Three hours later, after a second node hop and signal sample, the Ultima Thule dropped into relativistic speed several thousand kilometres away from a node in a binary system.
‘Are we there yet?’
‘Nearly.’ Sebastian tapped commands into the console. ‘I just need to take the third sample … and now triangulate the position.’
The Galactic map showed three fuzzy red lines running from the bearings they had taken and converging to a point. Although fuzzy, the overlap was within thirty Astronomical Units – roughly the distance of Neptune from Earth’s sun – and within the area of intersect sat a star labelled V376 Pegasi – unexplored. Aryx zoomed the map in, expanding the system to fill the view. The system contained a gas giant labelled HD209458b, Osiris. Its green moon was the same size as Earth’s. On the other side of the system, a volcanic planet orbited uncomfortably close to the star. He tapped a few more commands into the console, trying to retrieve extra details, but with no scans of the system newer than the last fifty years in the database, further information was not forthcoming.
‘This is useless,’ he said. ‘There’s nothing about the system on the map … The moon might be green because of plant life. That could be our Chopwood, right there. Hmm … what a wonderfully appropriate name,’ he said, pointing at the label next to the moon. ‘
Tradescantia, Isis. It’s one of my favourite flowers.’
Sebastian swivelled his chair to face him and leaned back, hands behind his head. ‘Wonderful,’ he said flatly. ‘Shall we go for it, then?’
‘Did your Paper Man definitely say there was a node in the area? I don’t fancy the idea of spending years at lightspeed travelling back if there isn’t.’
‘He said he reached it in a small ship when the Folians pointed him in the right direction, so it couldn’t have been too far from Chopwood, Tradescantia, whatever. The colonists probably hadn’t detected it when they originally arrived because they weren’t looking for it. I don’t expect they would have known what it was anyway.’
‘So, we go for it and hope they point us in the right direction if we can’t find it?’

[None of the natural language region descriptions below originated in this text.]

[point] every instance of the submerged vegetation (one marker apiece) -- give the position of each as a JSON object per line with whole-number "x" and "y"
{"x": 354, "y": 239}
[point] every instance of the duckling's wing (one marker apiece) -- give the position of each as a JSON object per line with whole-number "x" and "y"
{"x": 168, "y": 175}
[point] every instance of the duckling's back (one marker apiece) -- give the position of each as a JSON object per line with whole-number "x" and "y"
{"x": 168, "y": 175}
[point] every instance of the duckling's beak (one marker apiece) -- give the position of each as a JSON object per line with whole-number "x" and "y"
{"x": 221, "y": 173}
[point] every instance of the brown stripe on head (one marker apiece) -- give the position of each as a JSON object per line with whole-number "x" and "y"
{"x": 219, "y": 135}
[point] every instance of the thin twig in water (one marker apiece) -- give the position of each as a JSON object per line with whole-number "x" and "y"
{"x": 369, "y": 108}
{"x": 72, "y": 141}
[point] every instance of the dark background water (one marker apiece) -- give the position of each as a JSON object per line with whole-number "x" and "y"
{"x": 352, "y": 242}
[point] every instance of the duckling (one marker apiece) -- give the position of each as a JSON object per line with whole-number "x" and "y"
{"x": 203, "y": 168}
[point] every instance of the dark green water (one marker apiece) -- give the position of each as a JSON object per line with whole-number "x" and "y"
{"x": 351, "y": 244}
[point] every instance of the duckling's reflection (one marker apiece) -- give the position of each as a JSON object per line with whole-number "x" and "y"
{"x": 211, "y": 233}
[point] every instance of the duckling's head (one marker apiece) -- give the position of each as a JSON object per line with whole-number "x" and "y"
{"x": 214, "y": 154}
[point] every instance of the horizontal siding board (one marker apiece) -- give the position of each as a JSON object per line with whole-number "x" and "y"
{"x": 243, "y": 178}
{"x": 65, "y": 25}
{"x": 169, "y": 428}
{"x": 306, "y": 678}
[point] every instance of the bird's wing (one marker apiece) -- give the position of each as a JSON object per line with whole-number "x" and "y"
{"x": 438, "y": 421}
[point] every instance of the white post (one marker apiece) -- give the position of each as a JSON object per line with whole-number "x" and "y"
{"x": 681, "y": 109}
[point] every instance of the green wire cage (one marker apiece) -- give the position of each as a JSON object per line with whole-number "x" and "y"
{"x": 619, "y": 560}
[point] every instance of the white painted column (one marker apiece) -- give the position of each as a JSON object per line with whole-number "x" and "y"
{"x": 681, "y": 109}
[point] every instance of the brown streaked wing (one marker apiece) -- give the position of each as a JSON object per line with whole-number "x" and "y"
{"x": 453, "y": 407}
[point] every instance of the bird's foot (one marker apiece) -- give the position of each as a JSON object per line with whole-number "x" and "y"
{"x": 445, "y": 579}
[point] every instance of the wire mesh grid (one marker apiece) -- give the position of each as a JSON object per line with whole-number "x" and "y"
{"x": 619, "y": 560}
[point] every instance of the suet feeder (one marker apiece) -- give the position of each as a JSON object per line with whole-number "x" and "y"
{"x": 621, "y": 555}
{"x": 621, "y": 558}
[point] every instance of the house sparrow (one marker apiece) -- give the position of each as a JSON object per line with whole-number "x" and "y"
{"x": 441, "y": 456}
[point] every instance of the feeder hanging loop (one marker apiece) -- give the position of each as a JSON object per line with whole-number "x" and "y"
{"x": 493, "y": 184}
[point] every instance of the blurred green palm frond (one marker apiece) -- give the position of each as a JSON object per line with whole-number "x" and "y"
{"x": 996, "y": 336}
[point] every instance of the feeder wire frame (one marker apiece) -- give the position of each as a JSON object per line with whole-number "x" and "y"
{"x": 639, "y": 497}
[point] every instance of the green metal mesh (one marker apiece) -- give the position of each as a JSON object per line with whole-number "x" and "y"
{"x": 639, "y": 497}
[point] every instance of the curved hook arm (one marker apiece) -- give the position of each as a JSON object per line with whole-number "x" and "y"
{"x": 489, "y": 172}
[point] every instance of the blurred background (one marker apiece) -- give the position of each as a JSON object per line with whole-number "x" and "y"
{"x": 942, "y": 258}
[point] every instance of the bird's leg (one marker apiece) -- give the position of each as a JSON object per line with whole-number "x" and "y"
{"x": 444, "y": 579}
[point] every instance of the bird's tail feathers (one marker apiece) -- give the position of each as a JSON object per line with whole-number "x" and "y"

‘I’m sure it’ll be fine. Anyway, we’ve got much better technology than they would have had.’
Aryx shrugged. ‘We don’t have much choice.’
Sebastian turned to the console and selected the intersect coordinates on the navcomputer. ‘Let’s go!’
The ship skirted the twin suns of the binary system on its approach to the node. Several minutes later, it glided smoothly around the iridescent scaffold until it faced almost completely the opposite direction, and jumped.
Aryx bit his nails while the ship slid through the stars once again in superphase.
‘You look worried,’ Sebastian said.
‘I’m still hoping there’s a node there when we arrive.’
‘Have a bit of faith.’
He frowned. ‘Easy for you to say, Mr Manygods. Faith won’t get us home. Faith won’t save us from arriving back at the station long after our friends and families have died if we have to fly all the way back, or to the nearest node, at lightspeed. Besides, the onboard rations probably wouldn’t last for more than a week of acceleration time.’
Sebastian shook his head. ‘Don’t think I’m not worried. The Paper Man made his way back to our sector of the galaxy just fine, and he didn’t have the scanners to detect the nodes. We do, so I’m not concerned about that … I don’t want to find this is a dead end, and then have to try to take him back to the station under arrest.’